Dr Harrington: John, my last question for you: What have you learned from this? You entered this as a student trying to understand decision-making, and it led you to an exploration of cognitive psychology. You felt that it would help make you a better teacher, and you wrote a book. What did you learn from the whole exercise of the last few years?

Dr Brush: I’ve learned so much about cognitive psychology, about probability, about logic, and that has helped me be a better decision-maker in general. Even beyond medicine, but certainly it’s made me a better clinician and a better teacher. I’ve been able to articulate what I’m thinking in a way that makes better sense to students. What I’ve learned, though, is that we’re not teaching this, and we’re also not testing on this. It’s much easier to test on content; you can turn some medical fact into a multiple choice question a whole lot easier than you can figure out whether somebody actually gets it and is able to put the knowledge into action. We don’t want to just impart knowledge; we want to impart wisdom. We want to be able to use knowledge wisely. We’ve now got this rush of information that’s coming at as from every direction over the Internet and in so many different ways. We need to turn that information into knowledge that helps us get closer to the truth, and to do that we’ve got to learn how to use the knowledge wisely. As a community of physicians, of professionals, and also a community of academicians, we need to think about how to teach this stuff. How do we test it? How do we develop competencies in this area? For me, it’s created a whole new way of looking at medical education and really what matters and what we really ought to be concentrating on.
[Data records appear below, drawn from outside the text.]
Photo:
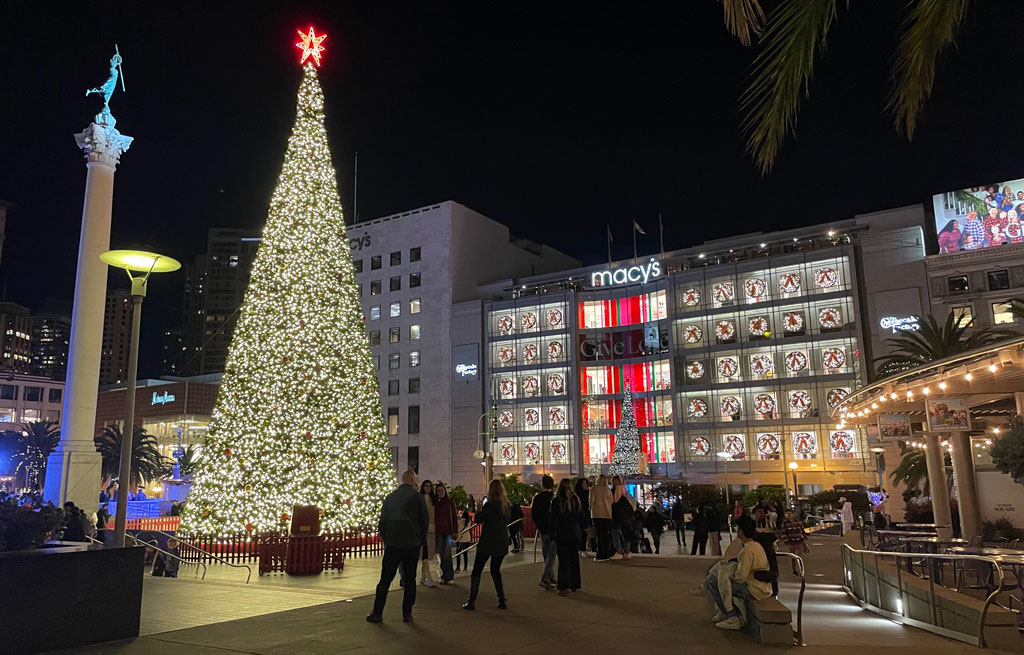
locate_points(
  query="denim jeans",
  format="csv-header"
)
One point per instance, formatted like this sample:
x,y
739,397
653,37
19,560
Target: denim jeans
x,y
443,549
739,593
549,551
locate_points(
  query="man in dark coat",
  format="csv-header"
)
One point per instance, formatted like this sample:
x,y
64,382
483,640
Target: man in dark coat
x,y
403,529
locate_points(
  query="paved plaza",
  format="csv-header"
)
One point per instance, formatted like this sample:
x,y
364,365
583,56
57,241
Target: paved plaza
x,y
642,605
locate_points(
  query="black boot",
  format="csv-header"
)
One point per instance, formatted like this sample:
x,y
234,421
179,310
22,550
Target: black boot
x,y
474,587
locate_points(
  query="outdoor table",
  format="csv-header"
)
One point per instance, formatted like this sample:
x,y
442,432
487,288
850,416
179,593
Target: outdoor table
x,y
931,546
1006,557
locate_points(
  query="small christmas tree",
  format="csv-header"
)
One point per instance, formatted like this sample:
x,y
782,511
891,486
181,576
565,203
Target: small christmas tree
x,y
298,417
628,453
 Dr Harrington: This has been a fascinating conversation, John, and I applaud you for taking the initiative not just to learn the background material but to write the book and share it with the rest of us. And I certainly recommend to our listener audience John Brush’s book, The Science of the Art of Medicine. You can get it through iBooks or you can get a hard copy of it. So my guest today has been Dr John Brush, a professor of medicine at Eastern Virginia Medical School and a practicing cardiologist in Norfolk, Virginia. John, thanks for joining us on Medscape Cardiology.